Advertisement

L.A. Loses a Strong Voice

Share

The angriest voice in Los Angeles television was cut off yesterday. Bill Stout, 62, the man who hectored generals in Vietnam and sycophants in City Hall, died of cardiac arrest.

All TV news people read. Stout could also write. And ask hard questions. He learned his journalism at UCLA in the days before reporters and anchors were supposed to be beautiful, handsome or at least avuncular. Stout’s strength was to grow up skeptical and intellectual; he understood war, politics and the petty lies people tell each other. On screen, he was sarcastic. Off screen, he could be sardonic. Funny, too.

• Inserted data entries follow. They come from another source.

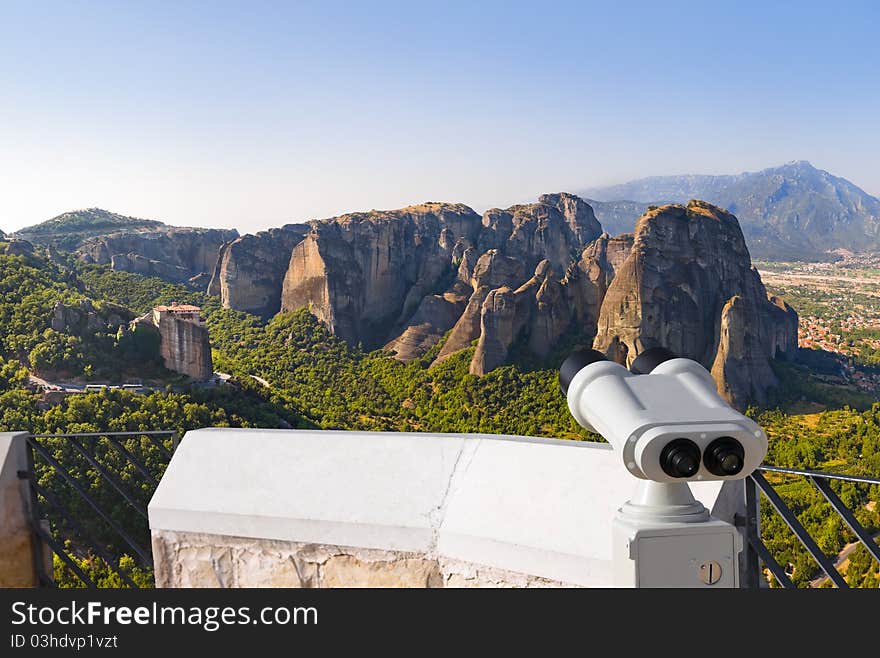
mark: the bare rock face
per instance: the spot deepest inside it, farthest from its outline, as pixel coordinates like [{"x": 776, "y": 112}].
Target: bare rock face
[
  {"x": 499, "y": 320},
  {"x": 492, "y": 270},
  {"x": 184, "y": 341},
  {"x": 364, "y": 273},
  {"x": 688, "y": 285},
  {"x": 249, "y": 271},
  {"x": 586, "y": 281},
  {"x": 169, "y": 252},
  {"x": 405, "y": 279},
  {"x": 132, "y": 262},
  {"x": 556, "y": 229}
]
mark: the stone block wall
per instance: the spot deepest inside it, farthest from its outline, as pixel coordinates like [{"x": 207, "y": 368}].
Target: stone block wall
[{"x": 202, "y": 560}]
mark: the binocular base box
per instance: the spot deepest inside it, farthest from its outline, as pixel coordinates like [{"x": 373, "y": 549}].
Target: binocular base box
[{"x": 704, "y": 554}]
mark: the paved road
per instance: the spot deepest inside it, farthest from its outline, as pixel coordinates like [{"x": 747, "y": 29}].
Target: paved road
[{"x": 841, "y": 558}]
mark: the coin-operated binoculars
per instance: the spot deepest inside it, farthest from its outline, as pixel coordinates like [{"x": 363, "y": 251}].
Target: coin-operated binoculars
[{"x": 666, "y": 421}]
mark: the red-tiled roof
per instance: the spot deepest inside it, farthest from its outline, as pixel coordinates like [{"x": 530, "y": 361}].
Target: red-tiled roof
[{"x": 179, "y": 308}]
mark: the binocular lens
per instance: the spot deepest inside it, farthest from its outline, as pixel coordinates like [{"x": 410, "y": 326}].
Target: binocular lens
[
  {"x": 724, "y": 456},
  {"x": 680, "y": 458}
]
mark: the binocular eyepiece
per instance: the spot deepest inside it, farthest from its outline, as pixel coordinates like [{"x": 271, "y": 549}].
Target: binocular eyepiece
[{"x": 663, "y": 415}]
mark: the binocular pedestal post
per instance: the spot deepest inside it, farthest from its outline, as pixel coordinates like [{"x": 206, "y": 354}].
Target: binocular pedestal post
[
  {"x": 664, "y": 537},
  {"x": 664, "y": 502}
]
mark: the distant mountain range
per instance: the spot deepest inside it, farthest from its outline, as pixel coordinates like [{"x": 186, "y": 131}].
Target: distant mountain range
[{"x": 791, "y": 212}]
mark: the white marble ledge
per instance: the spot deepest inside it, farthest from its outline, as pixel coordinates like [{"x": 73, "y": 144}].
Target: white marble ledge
[{"x": 535, "y": 506}]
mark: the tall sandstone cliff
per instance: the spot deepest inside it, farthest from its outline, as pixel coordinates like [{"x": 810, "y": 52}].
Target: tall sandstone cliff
[
  {"x": 248, "y": 272},
  {"x": 523, "y": 278},
  {"x": 364, "y": 273},
  {"x": 688, "y": 285},
  {"x": 172, "y": 253}
]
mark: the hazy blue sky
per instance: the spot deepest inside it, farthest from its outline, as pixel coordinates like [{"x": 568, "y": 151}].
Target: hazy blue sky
[{"x": 253, "y": 114}]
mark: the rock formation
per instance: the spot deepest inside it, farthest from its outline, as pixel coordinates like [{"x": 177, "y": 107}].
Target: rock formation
[
  {"x": 249, "y": 271},
  {"x": 522, "y": 279},
  {"x": 556, "y": 229},
  {"x": 361, "y": 273},
  {"x": 184, "y": 343},
  {"x": 176, "y": 254},
  {"x": 688, "y": 285}
]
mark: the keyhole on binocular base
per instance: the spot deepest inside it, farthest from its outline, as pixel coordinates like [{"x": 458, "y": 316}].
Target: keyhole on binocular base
[{"x": 710, "y": 572}]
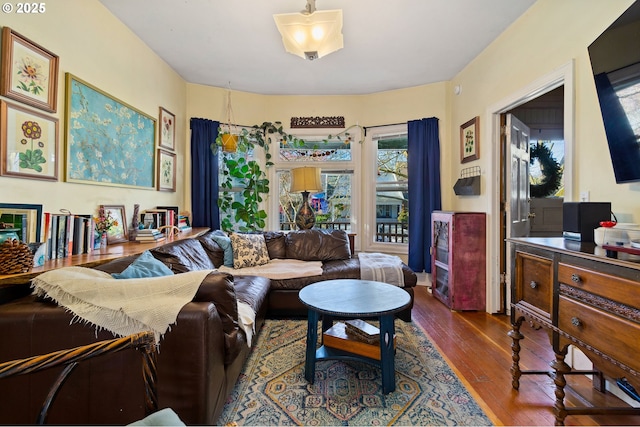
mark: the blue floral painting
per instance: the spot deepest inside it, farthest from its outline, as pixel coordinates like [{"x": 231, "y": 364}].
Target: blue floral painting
[{"x": 108, "y": 141}]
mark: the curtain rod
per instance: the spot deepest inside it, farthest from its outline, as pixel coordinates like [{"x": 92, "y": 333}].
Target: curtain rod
[{"x": 380, "y": 126}]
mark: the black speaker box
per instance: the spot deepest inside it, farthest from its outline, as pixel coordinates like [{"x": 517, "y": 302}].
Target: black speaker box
[{"x": 579, "y": 219}]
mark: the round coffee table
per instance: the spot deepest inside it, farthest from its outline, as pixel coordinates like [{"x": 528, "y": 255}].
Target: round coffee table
[{"x": 350, "y": 299}]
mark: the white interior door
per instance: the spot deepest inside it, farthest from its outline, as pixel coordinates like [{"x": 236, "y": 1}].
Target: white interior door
[{"x": 518, "y": 209}]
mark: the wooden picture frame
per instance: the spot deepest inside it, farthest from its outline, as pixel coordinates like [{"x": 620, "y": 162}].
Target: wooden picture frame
[
  {"x": 117, "y": 233},
  {"x": 108, "y": 142},
  {"x": 28, "y": 143},
  {"x": 166, "y": 170},
  {"x": 29, "y": 72},
  {"x": 470, "y": 140},
  {"x": 167, "y": 124}
]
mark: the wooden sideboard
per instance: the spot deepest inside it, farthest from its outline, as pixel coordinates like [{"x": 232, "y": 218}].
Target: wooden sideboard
[
  {"x": 583, "y": 298},
  {"x": 16, "y": 285}
]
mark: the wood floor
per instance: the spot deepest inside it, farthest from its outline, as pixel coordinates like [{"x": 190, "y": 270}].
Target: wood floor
[{"x": 477, "y": 347}]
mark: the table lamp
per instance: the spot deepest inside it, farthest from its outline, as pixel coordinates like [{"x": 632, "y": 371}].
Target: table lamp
[{"x": 305, "y": 180}]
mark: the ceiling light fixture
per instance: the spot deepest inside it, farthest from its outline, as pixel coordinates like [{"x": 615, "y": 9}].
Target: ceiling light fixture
[{"x": 311, "y": 34}]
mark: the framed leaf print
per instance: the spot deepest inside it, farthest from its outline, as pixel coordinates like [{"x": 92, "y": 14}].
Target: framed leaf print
[
  {"x": 470, "y": 140},
  {"x": 28, "y": 143},
  {"x": 29, "y": 72},
  {"x": 108, "y": 142},
  {"x": 167, "y": 123},
  {"x": 166, "y": 170}
]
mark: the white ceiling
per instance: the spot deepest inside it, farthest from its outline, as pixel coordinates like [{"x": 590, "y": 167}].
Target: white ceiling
[{"x": 388, "y": 44}]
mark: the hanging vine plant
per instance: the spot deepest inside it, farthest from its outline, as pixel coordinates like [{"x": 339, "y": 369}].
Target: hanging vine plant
[{"x": 550, "y": 168}]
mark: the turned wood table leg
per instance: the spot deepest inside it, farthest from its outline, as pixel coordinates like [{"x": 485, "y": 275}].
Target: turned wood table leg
[
  {"x": 516, "y": 336},
  {"x": 560, "y": 368}
]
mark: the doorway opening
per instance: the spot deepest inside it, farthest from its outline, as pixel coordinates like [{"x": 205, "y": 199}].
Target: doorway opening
[{"x": 498, "y": 295}]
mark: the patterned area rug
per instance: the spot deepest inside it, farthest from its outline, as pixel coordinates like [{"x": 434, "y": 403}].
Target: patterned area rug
[{"x": 272, "y": 389}]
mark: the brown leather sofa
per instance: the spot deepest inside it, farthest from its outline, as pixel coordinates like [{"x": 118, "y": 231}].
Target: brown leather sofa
[
  {"x": 198, "y": 363},
  {"x": 199, "y": 359},
  {"x": 332, "y": 248}
]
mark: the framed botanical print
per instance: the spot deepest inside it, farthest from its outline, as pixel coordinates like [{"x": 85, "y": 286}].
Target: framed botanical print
[
  {"x": 29, "y": 72},
  {"x": 470, "y": 140},
  {"x": 167, "y": 129},
  {"x": 108, "y": 142},
  {"x": 166, "y": 170},
  {"x": 28, "y": 143}
]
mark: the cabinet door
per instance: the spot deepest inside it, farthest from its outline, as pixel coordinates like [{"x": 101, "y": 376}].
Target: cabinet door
[{"x": 440, "y": 258}]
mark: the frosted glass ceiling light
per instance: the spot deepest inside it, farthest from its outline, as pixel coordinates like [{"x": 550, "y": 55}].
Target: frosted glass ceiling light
[{"x": 311, "y": 34}]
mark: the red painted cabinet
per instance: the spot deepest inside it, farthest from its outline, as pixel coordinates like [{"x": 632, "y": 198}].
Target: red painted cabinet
[{"x": 458, "y": 259}]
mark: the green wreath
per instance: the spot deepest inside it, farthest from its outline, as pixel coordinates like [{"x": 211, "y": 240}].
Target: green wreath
[{"x": 551, "y": 171}]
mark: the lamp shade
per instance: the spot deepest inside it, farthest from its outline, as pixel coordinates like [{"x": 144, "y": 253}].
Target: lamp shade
[
  {"x": 305, "y": 179},
  {"x": 311, "y": 35}
]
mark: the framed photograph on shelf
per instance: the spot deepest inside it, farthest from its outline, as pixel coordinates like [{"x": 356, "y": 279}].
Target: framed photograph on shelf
[
  {"x": 28, "y": 143},
  {"x": 29, "y": 212},
  {"x": 117, "y": 233},
  {"x": 166, "y": 170},
  {"x": 167, "y": 129},
  {"x": 470, "y": 140},
  {"x": 29, "y": 72},
  {"x": 108, "y": 142}
]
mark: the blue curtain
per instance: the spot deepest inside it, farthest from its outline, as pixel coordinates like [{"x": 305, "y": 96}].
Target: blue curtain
[
  {"x": 424, "y": 189},
  {"x": 204, "y": 174}
]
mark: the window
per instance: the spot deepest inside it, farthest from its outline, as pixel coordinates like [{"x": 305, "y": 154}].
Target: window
[
  {"x": 386, "y": 209},
  {"x": 333, "y": 205}
]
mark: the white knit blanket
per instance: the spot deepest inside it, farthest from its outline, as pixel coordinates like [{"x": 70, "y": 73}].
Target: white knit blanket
[
  {"x": 381, "y": 268},
  {"x": 279, "y": 269},
  {"x": 122, "y": 306}
]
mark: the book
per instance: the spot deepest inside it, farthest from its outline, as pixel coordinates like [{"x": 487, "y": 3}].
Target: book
[{"x": 363, "y": 331}]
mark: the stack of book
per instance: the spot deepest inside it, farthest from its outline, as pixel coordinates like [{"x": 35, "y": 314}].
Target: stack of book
[
  {"x": 67, "y": 234},
  {"x": 355, "y": 336},
  {"x": 149, "y": 235}
]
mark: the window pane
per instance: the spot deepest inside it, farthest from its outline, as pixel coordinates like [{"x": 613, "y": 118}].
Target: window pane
[
  {"x": 315, "y": 150},
  {"x": 332, "y": 205},
  {"x": 392, "y": 199}
]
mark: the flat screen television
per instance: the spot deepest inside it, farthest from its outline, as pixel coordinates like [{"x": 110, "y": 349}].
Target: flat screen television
[{"x": 615, "y": 62}]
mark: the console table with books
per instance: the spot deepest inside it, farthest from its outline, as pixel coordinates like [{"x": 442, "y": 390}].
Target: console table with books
[{"x": 17, "y": 285}]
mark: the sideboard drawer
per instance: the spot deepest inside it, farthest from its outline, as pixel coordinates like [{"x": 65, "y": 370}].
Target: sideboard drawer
[
  {"x": 534, "y": 282},
  {"x": 608, "y": 333},
  {"x": 606, "y": 285}
]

He cocked his eyebrow at the audience and told his version of the whole story. Station managers and sponsors didn’t always like whole stories because executives also tend to live with petty lies and half-told truths. So Stout moved around in his 40-year broadcasting career, from network to independent channel and back to network again. For the last few years he has been the news conscience of KCBS-TV, doing a commentary called “Perspective,” spouting truth, spewing opinion and making clear which was which.

Advertisement

Stout and his spouse, Peggy, were news junkies, the first ones on the block to have a computer that could talk to other computers, the first to have a wire service clacking in the family room.

Two years ago he had a heart attack. He came back on screen looking older, balder, more tired but no less furious about the wayward ways of public life. His was a voice suitable for judgment day, and some days in the ‘60s and ‘70s Stout seemed to be speaking for the national character--or lack of it. From one medium to another, we thank you, Bill. You were so often right.